Modem historians claim Thomas Jefferson was not a Christian. He wrote these words inside the cover of his well-worn Bible: "I am a real Christian, a disciple of Jesus. I have little doubt that our whole country will soon be rallied to the principles of Christianity."

President John Adams, on July 4,1821, said, The highest glory of the American Revolution was this: It connected, in one indissoluble bound, the principle of civil government with the principles of Christianity."

In 1782, Congress voted this resolution: "The Congress of the United States recommends and approves the Holy Bible for use in all schools."

Of the first 108 universities founded in America, 106 were Christian, including the very first university in the US -Harvard. In Harvard's handbook were these words: let every student be pressed to know God and Jesus Christ, which is eternal life, and, therefore, to lay Jesus Christ as the only foundation for our children to follow the moral principles of the Ten Commandments."
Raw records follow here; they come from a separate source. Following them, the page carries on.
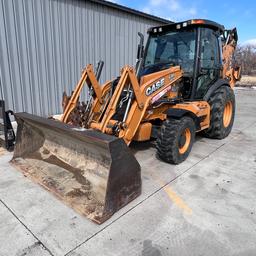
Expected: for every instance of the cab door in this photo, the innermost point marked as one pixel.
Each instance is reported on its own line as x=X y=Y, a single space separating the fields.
x=209 y=62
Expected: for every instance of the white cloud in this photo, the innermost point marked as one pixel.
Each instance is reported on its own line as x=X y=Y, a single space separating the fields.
x=175 y=10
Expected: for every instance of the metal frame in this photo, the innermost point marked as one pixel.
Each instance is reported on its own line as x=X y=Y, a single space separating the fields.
x=6 y=126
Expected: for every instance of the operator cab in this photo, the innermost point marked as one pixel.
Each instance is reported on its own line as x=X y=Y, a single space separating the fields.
x=194 y=45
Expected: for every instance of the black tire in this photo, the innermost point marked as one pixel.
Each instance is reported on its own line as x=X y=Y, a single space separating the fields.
x=171 y=136
x=222 y=97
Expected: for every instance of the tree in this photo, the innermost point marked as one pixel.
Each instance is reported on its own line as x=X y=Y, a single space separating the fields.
x=246 y=58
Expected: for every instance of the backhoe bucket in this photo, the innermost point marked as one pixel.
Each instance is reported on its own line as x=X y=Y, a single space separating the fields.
x=94 y=173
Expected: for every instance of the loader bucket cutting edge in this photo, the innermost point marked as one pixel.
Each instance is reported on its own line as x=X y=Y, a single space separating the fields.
x=94 y=173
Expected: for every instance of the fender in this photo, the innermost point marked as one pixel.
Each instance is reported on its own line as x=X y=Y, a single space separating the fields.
x=178 y=113
x=214 y=87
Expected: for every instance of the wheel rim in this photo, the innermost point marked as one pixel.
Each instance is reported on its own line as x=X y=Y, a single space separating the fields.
x=184 y=141
x=227 y=115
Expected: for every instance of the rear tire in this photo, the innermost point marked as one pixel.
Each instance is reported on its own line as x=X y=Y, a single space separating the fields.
x=222 y=114
x=176 y=139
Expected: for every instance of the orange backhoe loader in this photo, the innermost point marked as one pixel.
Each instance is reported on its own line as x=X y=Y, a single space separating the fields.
x=182 y=84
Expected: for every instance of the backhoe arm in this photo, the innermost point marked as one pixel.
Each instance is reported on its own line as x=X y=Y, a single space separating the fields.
x=230 y=68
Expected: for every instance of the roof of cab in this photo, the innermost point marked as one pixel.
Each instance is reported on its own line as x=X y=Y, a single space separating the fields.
x=188 y=23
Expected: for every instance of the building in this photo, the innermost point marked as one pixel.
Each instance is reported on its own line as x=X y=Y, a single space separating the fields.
x=44 y=45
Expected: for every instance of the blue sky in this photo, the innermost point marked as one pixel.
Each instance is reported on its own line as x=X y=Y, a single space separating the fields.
x=241 y=14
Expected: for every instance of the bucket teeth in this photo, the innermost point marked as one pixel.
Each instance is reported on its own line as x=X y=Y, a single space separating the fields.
x=94 y=173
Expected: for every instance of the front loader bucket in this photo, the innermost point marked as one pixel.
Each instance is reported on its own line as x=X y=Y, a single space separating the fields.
x=94 y=173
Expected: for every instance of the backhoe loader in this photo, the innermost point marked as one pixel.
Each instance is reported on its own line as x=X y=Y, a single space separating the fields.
x=182 y=84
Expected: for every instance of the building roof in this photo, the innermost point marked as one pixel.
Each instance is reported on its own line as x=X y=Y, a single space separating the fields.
x=130 y=10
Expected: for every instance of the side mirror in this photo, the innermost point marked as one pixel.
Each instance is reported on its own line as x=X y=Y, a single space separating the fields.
x=140 y=51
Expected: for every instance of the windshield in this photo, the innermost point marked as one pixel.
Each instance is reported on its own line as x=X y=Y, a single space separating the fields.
x=172 y=48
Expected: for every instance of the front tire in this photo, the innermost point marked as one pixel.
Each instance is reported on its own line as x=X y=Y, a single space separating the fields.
x=176 y=139
x=222 y=104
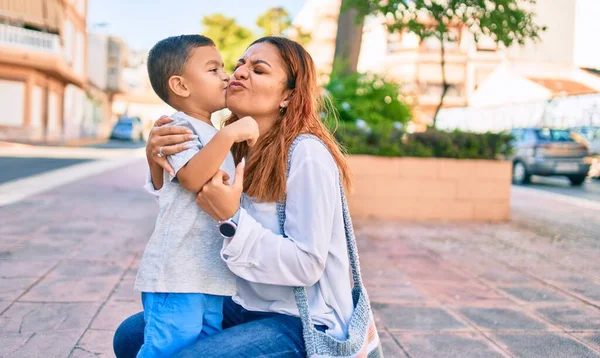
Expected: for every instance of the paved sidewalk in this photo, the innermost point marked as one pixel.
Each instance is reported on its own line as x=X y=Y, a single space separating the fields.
x=68 y=259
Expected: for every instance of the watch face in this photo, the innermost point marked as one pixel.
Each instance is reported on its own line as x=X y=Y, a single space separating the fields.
x=227 y=229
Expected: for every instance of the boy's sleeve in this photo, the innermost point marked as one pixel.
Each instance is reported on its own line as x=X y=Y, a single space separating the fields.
x=179 y=160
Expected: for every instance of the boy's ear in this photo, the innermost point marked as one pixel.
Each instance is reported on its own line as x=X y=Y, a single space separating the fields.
x=178 y=87
x=287 y=96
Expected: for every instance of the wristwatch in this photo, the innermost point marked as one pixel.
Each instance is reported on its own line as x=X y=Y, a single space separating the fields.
x=227 y=228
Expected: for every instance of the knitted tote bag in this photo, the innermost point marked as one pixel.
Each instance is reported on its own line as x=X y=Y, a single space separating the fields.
x=363 y=340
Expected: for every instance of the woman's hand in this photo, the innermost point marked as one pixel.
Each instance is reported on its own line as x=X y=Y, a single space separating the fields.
x=219 y=199
x=165 y=141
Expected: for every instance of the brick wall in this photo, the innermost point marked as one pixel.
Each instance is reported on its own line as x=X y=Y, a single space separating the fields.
x=430 y=189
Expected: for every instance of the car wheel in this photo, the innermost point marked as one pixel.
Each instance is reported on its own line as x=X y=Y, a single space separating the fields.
x=520 y=174
x=577 y=180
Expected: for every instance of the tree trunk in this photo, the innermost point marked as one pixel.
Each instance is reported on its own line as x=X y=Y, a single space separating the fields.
x=444 y=81
x=348 y=40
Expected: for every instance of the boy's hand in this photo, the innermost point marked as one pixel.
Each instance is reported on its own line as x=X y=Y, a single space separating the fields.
x=244 y=129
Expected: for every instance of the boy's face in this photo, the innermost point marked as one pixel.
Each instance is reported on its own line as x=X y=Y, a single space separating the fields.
x=206 y=79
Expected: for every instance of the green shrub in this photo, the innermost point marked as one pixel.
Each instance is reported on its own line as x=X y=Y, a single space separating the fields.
x=367 y=97
x=387 y=140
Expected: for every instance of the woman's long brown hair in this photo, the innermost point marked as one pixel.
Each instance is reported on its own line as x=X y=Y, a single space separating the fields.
x=265 y=174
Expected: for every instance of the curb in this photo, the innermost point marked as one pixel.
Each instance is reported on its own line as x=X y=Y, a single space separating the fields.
x=20 y=189
x=580 y=202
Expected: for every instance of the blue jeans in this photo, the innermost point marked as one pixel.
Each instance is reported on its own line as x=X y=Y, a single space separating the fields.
x=245 y=334
x=168 y=326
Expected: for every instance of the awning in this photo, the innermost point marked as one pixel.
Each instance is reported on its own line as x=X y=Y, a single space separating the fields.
x=43 y=14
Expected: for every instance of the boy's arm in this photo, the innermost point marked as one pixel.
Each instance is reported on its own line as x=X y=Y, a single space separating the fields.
x=204 y=164
x=156 y=175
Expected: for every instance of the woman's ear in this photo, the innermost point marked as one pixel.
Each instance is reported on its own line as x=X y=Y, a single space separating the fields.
x=178 y=87
x=286 y=99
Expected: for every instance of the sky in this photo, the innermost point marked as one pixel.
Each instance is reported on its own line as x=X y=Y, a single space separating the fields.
x=142 y=23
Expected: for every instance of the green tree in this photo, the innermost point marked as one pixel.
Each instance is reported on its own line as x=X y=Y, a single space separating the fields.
x=505 y=21
x=274 y=21
x=348 y=39
x=277 y=22
x=230 y=38
x=367 y=97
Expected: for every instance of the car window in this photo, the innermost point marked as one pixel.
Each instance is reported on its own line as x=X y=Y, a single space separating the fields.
x=554 y=135
x=124 y=125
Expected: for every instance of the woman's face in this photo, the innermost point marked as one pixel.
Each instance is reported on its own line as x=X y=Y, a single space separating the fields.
x=258 y=85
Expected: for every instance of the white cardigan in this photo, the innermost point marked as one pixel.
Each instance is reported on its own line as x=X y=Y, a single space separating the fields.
x=314 y=254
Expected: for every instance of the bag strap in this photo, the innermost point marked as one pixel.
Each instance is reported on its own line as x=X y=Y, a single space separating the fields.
x=301 y=292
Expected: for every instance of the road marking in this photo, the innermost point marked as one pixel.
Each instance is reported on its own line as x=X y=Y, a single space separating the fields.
x=580 y=202
x=17 y=190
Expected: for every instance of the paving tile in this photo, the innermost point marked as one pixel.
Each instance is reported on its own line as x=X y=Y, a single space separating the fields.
x=78 y=268
x=449 y=345
x=113 y=313
x=41 y=249
x=47 y=317
x=10 y=343
x=47 y=344
x=119 y=250
x=592 y=339
x=4 y=305
x=25 y=268
x=572 y=317
x=417 y=318
x=95 y=344
x=587 y=289
x=67 y=289
x=126 y=292
x=461 y=292
x=504 y=276
x=545 y=345
x=533 y=294
x=394 y=294
x=390 y=347
x=501 y=319
x=11 y=288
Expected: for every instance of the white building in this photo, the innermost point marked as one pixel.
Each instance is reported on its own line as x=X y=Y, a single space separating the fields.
x=42 y=69
x=554 y=63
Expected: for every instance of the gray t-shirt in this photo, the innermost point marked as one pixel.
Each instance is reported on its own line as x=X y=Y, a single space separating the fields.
x=183 y=254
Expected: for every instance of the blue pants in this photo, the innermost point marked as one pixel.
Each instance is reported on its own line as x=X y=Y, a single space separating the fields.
x=175 y=320
x=245 y=334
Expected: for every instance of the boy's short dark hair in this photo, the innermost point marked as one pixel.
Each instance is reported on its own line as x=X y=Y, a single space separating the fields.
x=168 y=57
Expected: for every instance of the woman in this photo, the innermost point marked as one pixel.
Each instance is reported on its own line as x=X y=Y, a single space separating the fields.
x=275 y=83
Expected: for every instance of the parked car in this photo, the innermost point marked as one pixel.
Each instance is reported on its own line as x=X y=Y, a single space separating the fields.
x=549 y=152
x=128 y=128
x=591 y=136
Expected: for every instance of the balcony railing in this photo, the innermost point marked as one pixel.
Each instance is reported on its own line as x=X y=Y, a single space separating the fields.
x=28 y=39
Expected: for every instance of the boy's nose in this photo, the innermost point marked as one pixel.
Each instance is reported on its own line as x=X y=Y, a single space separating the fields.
x=240 y=73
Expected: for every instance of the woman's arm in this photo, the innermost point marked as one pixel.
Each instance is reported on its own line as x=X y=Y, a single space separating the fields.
x=172 y=140
x=259 y=255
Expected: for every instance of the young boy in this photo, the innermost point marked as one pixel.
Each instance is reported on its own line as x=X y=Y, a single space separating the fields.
x=181 y=275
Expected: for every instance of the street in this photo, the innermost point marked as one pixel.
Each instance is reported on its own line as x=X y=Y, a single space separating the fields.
x=590 y=189
x=24 y=161
x=526 y=288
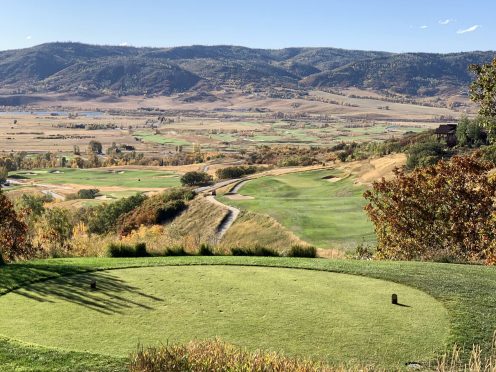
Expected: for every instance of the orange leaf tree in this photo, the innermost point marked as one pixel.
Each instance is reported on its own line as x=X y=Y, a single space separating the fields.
x=12 y=232
x=442 y=211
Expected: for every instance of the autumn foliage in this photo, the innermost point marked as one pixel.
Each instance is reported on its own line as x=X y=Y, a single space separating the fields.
x=12 y=232
x=442 y=212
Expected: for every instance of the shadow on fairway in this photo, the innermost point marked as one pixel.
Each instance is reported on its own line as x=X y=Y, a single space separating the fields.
x=108 y=297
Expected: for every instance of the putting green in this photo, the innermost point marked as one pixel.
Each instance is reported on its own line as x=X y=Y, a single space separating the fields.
x=335 y=317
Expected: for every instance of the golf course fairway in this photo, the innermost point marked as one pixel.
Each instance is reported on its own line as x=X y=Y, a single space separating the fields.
x=308 y=313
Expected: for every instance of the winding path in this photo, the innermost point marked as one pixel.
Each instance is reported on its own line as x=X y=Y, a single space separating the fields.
x=226 y=222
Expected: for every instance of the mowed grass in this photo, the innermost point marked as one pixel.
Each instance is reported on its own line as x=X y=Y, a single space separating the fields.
x=103 y=177
x=323 y=213
x=314 y=314
x=466 y=292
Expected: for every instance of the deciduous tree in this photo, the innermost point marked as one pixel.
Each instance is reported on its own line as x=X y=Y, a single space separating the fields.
x=483 y=91
x=442 y=211
x=13 y=243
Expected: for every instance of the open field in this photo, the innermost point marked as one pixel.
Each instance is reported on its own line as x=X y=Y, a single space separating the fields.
x=323 y=207
x=234 y=121
x=272 y=309
x=293 y=302
x=129 y=178
x=113 y=183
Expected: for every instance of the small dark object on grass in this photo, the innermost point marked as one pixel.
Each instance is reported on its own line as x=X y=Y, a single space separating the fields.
x=394 y=299
x=206 y=250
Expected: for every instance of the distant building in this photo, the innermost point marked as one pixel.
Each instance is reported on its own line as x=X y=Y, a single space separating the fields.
x=447 y=132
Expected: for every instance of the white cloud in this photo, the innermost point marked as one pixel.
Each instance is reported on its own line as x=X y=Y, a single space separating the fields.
x=470 y=29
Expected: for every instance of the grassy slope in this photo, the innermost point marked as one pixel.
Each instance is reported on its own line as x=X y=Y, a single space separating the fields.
x=468 y=292
x=199 y=222
x=252 y=229
x=296 y=311
x=325 y=214
x=99 y=177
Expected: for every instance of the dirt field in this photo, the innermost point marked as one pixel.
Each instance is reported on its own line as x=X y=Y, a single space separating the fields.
x=159 y=125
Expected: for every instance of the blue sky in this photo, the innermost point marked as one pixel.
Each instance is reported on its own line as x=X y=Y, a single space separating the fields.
x=394 y=25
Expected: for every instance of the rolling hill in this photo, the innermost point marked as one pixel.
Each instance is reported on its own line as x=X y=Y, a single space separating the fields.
x=115 y=70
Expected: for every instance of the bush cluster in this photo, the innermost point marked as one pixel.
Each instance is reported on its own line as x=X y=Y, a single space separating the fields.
x=84 y=194
x=125 y=250
x=196 y=179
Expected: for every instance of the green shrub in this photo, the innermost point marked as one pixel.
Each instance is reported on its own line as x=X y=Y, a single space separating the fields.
x=140 y=249
x=125 y=250
x=103 y=218
x=155 y=210
x=363 y=252
x=424 y=154
x=206 y=250
x=257 y=251
x=302 y=251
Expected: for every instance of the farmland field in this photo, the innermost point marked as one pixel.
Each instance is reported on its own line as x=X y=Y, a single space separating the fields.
x=323 y=207
x=126 y=178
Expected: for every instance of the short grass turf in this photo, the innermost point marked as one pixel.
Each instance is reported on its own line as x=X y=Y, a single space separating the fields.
x=323 y=213
x=326 y=316
x=103 y=177
x=468 y=294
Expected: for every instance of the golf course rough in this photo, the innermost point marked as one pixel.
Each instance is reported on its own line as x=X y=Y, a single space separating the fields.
x=315 y=314
x=323 y=213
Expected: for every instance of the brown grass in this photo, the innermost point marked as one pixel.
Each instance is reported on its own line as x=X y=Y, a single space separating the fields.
x=251 y=230
x=215 y=355
x=206 y=356
x=198 y=223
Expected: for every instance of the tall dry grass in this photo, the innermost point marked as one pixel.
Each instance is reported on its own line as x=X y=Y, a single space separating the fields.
x=216 y=355
x=207 y=356
x=477 y=361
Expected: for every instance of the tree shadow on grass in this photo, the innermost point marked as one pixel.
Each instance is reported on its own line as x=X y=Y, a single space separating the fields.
x=110 y=296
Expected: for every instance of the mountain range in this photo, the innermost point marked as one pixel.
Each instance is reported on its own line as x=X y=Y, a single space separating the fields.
x=116 y=70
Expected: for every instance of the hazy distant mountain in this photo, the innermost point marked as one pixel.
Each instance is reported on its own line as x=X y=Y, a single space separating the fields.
x=110 y=70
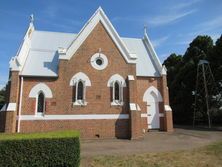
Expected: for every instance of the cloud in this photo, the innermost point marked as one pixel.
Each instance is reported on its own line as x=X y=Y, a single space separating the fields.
x=211 y=24
x=51 y=11
x=168 y=18
x=157 y=42
x=163 y=56
x=181 y=6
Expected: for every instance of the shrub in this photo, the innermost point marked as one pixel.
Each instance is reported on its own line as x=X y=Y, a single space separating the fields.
x=40 y=149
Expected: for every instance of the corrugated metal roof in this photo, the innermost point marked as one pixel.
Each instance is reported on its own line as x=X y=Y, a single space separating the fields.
x=144 y=63
x=42 y=59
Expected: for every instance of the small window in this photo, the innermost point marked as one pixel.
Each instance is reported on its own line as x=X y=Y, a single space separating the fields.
x=116 y=93
x=99 y=61
x=80 y=91
x=41 y=103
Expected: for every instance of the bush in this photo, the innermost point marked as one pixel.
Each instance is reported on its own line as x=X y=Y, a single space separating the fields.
x=40 y=149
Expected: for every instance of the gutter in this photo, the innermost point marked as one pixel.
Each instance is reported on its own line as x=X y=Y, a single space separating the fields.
x=20 y=105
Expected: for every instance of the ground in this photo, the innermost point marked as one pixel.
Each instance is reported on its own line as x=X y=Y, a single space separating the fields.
x=182 y=145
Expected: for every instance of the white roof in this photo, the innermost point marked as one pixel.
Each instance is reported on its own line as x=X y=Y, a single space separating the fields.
x=41 y=51
x=42 y=59
x=145 y=66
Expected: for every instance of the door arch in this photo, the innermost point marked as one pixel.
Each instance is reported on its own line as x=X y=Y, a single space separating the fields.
x=152 y=97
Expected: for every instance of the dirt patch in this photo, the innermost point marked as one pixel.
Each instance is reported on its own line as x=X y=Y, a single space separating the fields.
x=181 y=139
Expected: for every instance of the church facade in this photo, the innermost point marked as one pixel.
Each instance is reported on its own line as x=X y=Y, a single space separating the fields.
x=95 y=81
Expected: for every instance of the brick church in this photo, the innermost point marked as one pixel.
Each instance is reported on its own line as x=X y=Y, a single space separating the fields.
x=95 y=81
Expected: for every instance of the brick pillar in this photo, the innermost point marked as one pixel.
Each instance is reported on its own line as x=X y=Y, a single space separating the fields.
x=135 y=114
x=168 y=118
x=12 y=106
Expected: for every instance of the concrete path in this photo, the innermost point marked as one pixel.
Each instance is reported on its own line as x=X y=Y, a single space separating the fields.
x=181 y=139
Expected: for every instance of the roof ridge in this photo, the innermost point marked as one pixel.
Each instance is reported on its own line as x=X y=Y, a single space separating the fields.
x=44 y=31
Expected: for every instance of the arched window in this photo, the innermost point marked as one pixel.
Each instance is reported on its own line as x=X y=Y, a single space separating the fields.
x=80 y=90
x=80 y=93
x=41 y=103
x=116 y=91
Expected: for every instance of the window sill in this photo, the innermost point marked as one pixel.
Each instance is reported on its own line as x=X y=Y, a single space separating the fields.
x=79 y=103
x=39 y=115
x=117 y=103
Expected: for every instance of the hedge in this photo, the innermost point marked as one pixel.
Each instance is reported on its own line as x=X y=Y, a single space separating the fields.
x=40 y=149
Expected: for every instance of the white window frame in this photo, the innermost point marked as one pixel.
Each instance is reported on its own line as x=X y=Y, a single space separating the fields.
x=120 y=101
x=36 y=106
x=83 y=101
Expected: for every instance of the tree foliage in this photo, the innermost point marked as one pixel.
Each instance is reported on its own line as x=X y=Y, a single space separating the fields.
x=182 y=71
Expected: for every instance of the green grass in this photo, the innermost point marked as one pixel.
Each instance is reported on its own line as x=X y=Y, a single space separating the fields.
x=45 y=135
x=208 y=156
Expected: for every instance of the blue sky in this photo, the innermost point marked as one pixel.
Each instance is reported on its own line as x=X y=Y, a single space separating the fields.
x=171 y=24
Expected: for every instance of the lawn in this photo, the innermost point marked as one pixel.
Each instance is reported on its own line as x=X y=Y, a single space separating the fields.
x=208 y=156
President Reagan said, "If we can get the federal government out of the classroom, maybe we'll get God back in."

The idea of separation of church and state does not exist in written form in our Constitution. What our founding fathers intended was this: there should be no national Church controlled by the government, such as exists in European countries.

Benjamin Rush, signer of the Declaration said, "Without the foundation of Christianity in a government or society, there can be no virtue, and without virtue, there is no liberty, and liberty is the object and life of all republican governments.

James Madison said, "Christianity is the basis and foundation of our government."

George Washington said, "National Morality cannot be obtained in the absence of Christian principles. The smiles of Heaven can never be expected on a nation that disregards the eternal rules of order and right, which Heaven itself has ordained."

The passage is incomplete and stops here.